Example 2 From the magnetic recording layer to the formation of the heat-sensitive layer, the same procedure as in Example 1 was carried out, and a urethane acrylate UV-curable resin (Unidick C7-157, manufactured by Dainippon Ink and Chemicals, Inc.) was further formed thereon.
Was diluted with toluene and a solution having a solid content of 50% was applied by a wire bar, dried by heating at 120 ° C., and then cured by an 80 W / cm ultraviolet lamp to form a layer having a thickness of about 2 μm. Further, a reversible thermosensitive recording material was prepared by further providing a protective layer thereon using a solventless UV offset printing ink in the same manner as in Example 1.

Example 3 A reversible recovery heat recording material was prepared in the same manner as in Example 1 except that the solventless UV offset printing ink was (New Dicure GP OP varnish FT manufactured by Dainippon Chemical Co., Ltd.).

Comparative Example 1 A protective layer (UV offset printing ink) of Example 1 was diluted with toluene to a solution having a solid content of 50%, which was applied with a wire bar and dried by heating at 120 ° C., followed by UV irradiation with a UV lamp of 80 W / cm. Was irradiated for 5 seconds to form a reversible thermosensitive recording material in the same manner as in Example 1 except that the protective layer was formed.

Comparative Example 2 A reversible thermosensitive recording material was prepared in the same manner as in Example 2 except that the solvent-free protective layer was omitted.

On the reversible thermosensitive recording material prepared as described above, 100 A4 A4 images were continuously formed with a thermal head. After that, the dust adhesion state of the thermal head was judged with a microscope, and the uniformity of the 100th image was visually evaluated. The results are shown in Table 1.

[0033]

[Table 1]

As described above, in the present invention, since the protective layer is formed of the solvent-free material, the migration of the organic low molecular weight substance into the protective layer is reduced, the adhesion of dust to the thermal head is reduced, and the image uniformity is improved. In addition, since it is hardened and formed by radiation without being dried by heating, migration of the organic low molecular weight substance is further reduced, and there is an effect that dust adhesion to the thermal head and image uniformity are improved.

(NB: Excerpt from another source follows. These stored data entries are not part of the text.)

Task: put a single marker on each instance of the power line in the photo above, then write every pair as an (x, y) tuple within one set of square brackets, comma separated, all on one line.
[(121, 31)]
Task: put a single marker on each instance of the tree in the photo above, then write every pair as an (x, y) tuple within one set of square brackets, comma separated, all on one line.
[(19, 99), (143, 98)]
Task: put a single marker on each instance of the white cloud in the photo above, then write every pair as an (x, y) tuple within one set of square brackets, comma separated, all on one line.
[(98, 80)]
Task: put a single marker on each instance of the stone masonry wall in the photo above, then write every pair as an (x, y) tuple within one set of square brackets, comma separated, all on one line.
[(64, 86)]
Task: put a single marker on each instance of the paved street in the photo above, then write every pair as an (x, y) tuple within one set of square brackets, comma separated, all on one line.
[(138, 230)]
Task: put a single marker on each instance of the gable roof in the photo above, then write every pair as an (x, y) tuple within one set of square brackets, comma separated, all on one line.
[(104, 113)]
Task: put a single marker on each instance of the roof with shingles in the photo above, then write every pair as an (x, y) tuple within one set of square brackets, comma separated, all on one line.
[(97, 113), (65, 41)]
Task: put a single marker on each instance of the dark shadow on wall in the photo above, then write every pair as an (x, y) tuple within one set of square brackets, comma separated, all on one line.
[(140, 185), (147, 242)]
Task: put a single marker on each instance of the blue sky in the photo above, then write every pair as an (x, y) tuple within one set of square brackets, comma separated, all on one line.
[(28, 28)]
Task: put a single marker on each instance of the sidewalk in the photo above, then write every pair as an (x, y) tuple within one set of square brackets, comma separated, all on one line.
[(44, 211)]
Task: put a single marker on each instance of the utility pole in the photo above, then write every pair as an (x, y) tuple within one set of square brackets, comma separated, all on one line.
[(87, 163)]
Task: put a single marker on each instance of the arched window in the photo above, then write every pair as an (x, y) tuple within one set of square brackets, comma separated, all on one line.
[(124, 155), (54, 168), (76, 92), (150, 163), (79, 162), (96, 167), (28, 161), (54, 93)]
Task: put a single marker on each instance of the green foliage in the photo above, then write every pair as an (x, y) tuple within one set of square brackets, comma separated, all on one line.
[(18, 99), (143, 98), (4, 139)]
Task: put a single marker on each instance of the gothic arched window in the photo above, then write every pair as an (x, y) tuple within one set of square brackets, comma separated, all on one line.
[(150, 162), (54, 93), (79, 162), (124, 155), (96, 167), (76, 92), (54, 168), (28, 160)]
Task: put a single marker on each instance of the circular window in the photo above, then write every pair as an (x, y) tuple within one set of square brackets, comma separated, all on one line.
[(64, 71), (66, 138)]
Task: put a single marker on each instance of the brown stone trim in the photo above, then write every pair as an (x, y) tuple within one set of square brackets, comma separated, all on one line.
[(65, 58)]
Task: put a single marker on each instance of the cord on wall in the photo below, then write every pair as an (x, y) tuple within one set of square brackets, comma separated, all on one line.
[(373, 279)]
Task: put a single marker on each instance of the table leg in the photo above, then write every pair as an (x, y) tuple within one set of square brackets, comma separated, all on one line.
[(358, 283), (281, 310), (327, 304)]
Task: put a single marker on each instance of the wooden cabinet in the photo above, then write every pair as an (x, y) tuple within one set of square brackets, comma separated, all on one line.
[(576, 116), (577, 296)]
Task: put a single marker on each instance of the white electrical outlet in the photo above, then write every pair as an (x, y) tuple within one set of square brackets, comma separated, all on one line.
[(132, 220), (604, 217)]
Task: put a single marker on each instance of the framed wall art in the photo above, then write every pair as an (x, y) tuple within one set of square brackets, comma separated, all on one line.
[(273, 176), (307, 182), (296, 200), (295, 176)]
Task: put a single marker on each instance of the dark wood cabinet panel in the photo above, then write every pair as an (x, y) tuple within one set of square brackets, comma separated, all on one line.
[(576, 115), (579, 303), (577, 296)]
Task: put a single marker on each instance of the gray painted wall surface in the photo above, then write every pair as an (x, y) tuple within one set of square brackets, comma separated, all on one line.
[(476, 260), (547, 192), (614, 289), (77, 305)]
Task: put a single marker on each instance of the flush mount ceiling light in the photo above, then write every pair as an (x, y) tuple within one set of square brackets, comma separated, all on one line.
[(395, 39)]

[Brief description of drawings]

FIG. 1 is a diagram showing a change in transparency of a reversible thermosensitive recording material according to the present invention due to heat.

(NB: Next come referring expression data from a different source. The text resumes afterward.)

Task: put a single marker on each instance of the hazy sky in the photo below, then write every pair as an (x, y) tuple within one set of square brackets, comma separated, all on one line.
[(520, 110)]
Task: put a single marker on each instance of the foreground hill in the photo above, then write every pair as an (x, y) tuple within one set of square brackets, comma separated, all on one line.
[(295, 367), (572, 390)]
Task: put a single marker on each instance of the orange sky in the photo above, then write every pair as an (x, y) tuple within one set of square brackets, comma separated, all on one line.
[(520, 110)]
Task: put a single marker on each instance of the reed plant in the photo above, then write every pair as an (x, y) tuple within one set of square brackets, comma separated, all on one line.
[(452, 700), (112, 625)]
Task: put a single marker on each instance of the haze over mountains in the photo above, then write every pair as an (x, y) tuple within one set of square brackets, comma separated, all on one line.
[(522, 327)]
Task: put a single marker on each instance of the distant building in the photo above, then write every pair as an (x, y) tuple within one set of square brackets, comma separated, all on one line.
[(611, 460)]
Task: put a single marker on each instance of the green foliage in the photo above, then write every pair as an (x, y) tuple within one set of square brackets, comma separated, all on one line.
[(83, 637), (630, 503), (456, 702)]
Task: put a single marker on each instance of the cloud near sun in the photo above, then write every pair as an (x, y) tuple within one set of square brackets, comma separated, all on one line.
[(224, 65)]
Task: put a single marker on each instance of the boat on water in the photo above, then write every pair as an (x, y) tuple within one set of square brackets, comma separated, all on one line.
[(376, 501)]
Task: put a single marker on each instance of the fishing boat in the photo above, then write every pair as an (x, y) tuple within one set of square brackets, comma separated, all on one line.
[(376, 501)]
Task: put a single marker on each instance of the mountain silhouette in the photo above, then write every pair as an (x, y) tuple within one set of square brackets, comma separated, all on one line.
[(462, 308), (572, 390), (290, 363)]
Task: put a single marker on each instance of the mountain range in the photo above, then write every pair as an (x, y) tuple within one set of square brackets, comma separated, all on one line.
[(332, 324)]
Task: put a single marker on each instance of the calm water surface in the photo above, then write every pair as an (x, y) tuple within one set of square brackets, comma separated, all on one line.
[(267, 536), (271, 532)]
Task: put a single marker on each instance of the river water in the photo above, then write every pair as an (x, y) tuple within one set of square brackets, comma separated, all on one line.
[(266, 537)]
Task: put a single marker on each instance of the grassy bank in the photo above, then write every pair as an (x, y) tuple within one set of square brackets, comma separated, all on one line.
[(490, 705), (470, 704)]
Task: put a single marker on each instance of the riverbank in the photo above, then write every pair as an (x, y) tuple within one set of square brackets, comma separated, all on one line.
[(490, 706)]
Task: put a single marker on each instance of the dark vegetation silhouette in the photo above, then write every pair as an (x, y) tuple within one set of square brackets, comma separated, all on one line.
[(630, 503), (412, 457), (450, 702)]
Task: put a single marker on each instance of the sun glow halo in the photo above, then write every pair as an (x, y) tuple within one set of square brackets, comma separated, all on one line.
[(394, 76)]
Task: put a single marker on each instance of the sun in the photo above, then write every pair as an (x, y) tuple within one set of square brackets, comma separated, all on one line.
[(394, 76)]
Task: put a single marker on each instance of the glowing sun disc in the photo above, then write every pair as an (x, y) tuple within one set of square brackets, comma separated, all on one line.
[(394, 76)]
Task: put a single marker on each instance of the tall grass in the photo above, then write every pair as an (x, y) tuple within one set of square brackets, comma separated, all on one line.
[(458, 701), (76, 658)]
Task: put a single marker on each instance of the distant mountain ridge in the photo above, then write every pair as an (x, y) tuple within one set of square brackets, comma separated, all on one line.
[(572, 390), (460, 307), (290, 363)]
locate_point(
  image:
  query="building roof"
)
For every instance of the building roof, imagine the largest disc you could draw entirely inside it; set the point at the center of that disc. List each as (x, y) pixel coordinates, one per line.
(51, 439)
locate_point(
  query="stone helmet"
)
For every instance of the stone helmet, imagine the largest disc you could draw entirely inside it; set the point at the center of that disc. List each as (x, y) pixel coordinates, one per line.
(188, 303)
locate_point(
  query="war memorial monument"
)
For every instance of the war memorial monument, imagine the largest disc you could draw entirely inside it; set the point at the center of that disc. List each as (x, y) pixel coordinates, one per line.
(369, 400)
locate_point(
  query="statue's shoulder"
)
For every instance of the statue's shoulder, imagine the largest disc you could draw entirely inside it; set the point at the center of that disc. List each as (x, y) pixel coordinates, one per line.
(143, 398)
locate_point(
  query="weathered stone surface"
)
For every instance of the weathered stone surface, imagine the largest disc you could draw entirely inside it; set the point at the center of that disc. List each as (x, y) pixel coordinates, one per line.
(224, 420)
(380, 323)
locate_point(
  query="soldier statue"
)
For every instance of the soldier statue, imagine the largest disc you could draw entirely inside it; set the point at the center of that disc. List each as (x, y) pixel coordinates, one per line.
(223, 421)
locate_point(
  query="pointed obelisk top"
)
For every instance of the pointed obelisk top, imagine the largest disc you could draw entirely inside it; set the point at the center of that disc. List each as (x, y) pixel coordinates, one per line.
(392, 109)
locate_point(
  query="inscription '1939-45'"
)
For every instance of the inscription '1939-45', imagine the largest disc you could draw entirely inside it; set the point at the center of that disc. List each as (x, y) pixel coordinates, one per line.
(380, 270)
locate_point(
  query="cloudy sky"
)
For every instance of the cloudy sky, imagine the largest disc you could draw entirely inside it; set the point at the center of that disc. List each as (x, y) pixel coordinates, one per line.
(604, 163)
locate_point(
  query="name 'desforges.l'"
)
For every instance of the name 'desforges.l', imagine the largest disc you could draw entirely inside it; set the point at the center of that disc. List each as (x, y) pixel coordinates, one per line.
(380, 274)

 ─────────────────────────────────────────────────── ─── Continuation of the front page (72) Inventor Makoto Kawaguchi 1-3-6 Nakamagome, Ota-ku, Tokyo Within Ricoh Company (72) Inventor Tetsuya Amano 1-3-6 Nakamagome, Ota-ku, Tokyo Shares Company Ricoh

Claims (3)

[Claims] 1. A heat-sensitive layer comprising a resin base material and an organic low-molecular substance dispersed in the resin base material as a main component, the transparency of which reversibly changes depending on temperature is provided on a support, and A reversible thermosensitive recording material having a protective layer provided thereon, wherein the protective layer is composed of a solventless material. 2. The method for producing a reversible thermosensitive recording material according to claim 1, wherein the protective layer is formed by being cured by radiation. 3. The method for producing a reversible thermosensitive recording material according to claim 1, wherein the protective layer is formed by lithographic printing or letterpress printing.